Introduction - Understanding international provision of allergen information

RSM UK Consulting LLP (RSM), working in partnership with University College Cork Consulting and Allergy UK, were commissioned (6 December 2022) by the Food Standards Agency (FSA) to carry out a rapid evidence assessment to develop an understanding of the international provision of allergen information in the non-prepacked sector.

Food hypersensitivities (FHS) have a severe and enduring psycho-social impact on people with the condition (Begen, et al., 2016). Previous research has found that households with FHS bear a greater economic and financial burden, spending up to 17% more on weekly food purchases as well as losing a week off work (paid and unpaid) due to their condition (RSM, 2022). As such, it is crucial that consumers with FHS are provided with, or can access, consistent and accurate information about food allergens contained within products they purchase and consume. 

• In December 2014, the Food Information for Consumers (FIC) Regulation (EU) No 1169/2011, extended the existing requirement to declare 14 mandated allergens on prepacked food to include non-prepacked/loose food (e.g. food sold loose, food packed on premises at the request of the consumer, meals served in a restaurant).

Study aims

This study aimed to: 

• determine the legislated approaches for the provision of food allergen information in the non-prepacked sector across 18 countries
• understand trends in allergy-related deaths and incidents data across these countries 
• gather information on the enforcement process and capabilities in each country
• review the consequences for non-compliance, monetary or otherwise, applicable in each country and their effectiveness
• understand ‘what works’ from four categories of stakeholders, including consumers, researchers, policymakers/ enforcement authorities, and food businesses. 
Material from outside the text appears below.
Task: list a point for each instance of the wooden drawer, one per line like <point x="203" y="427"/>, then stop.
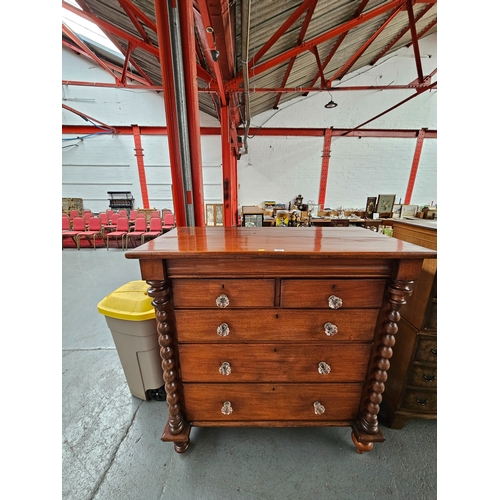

These aims provided the high-level themes that were used to guide the evidence collection, analysis and reporting. 

A note on recommendations from the research: The overall objective of this rapid evidence assessment was to develop recommendations for the FSA to inform future policy and regulation decisions based on evidence of ‘what works’. However, the literature reviewed, provided limited evidence on the effectiveness of policies, i.e. evidence which evaluated the approaches relating to measures such as improved safety, compliance, unintended consequences or feasibility. As such, we were unable to provide evidence-based recommendations from the literature reviewed. We have instead gathered information on the ideas or potential solutions suggested in the research. However, we would caution the reader about implementing these without a systematic review and evaluation of the effectiveness, feasibility and disbenefits associated with these and other potential solutions.